Rose is just one of the thousands of believers in desperate need of help. In Nigeria alone, Open Doors has identified more than 9,000 families who don’t know where their next meal will come from.

Please pray for the Lord’s provision in their lives and if you are able, continue to help us bring urgent relief and hope to Rose and many others like her across Africa. With your help, Open Doors can provide things like food, soap, rent assistance and spiritual support to widows and their children, Muslim-background believers, and lay leaders. Every $65 provides relief to one family for one month.

Pray for Rose and Nigerian believers:

  • Raising her daughters in the way of the Lord and providing their needs is Rose’s greatest concern.
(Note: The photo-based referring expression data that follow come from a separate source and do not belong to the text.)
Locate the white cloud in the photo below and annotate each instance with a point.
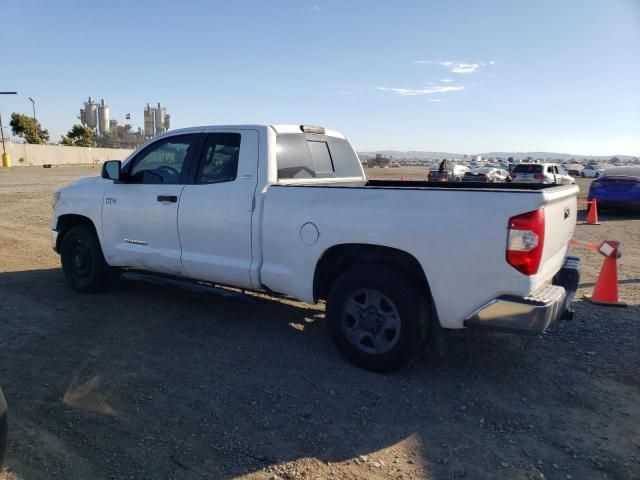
(463, 67)
(310, 10)
(454, 66)
(420, 91)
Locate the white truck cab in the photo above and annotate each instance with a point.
(287, 209)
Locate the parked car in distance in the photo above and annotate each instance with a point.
(454, 173)
(548, 173)
(617, 187)
(573, 169)
(3, 427)
(486, 174)
(593, 171)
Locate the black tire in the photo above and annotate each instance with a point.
(412, 306)
(83, 264)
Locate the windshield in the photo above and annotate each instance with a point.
(528, 168)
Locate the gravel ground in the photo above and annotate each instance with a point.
(152, 382)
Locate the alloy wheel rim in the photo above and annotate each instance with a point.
(371, 322)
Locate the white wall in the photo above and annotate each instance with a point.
(23, 154)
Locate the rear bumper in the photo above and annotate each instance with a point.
(530, 315)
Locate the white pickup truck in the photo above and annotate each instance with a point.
(287, 209)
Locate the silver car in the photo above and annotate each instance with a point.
(549, 173)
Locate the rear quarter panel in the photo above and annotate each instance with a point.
(457, 236)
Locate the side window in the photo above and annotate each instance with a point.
(219, 162)
(162, 162)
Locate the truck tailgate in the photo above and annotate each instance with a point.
(560, 211)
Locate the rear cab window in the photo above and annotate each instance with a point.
(303, 156)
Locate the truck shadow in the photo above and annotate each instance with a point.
(147, 380)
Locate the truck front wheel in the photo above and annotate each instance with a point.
(82, 260)
(378, 317)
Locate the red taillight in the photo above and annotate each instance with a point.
(525, 241)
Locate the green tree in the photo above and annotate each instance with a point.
(27, 128)
(79, 136)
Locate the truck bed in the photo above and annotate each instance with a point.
(458, 185)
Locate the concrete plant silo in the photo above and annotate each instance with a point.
(103, 116)
(159, 118)
(148, 121)
(91, 113)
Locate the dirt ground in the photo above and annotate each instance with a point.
(152, 382)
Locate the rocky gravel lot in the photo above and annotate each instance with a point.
(152, 382)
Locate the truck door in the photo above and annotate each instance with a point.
(214, 219)
(140, 214)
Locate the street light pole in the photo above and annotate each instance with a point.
(6, 161)
(33, 103)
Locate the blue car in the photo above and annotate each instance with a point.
(617, 187)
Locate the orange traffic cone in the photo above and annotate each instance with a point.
(606, 289)
(592, 215)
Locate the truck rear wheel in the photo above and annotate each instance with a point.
(378, 317)
(83, 264)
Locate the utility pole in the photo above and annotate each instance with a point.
(33, 104)
(6, 161)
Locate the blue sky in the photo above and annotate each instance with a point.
(463, 76)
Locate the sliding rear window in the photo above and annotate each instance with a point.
(528, 168)
(301, 156)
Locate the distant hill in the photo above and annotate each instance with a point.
(424, 155)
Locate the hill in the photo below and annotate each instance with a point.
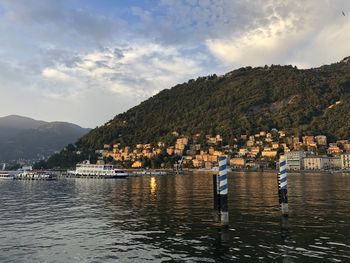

Please pray for God’s provision, spiritually and physically.
  • Pray for an end to the violent persecution of Christians in Nigeria and across Africa.
  • Pray and thank God for safe delivery and pray that the baby will grow in the wisdom of the Lord.
  • Pray for Rose that God will continue to provide and protect her and her kids.
  • Pray for Christians who are discriminated against for government aid during coronavirus lockdown.
  • Pray for believers who are desperate for food and basic needs during the COVID-19 pandemic.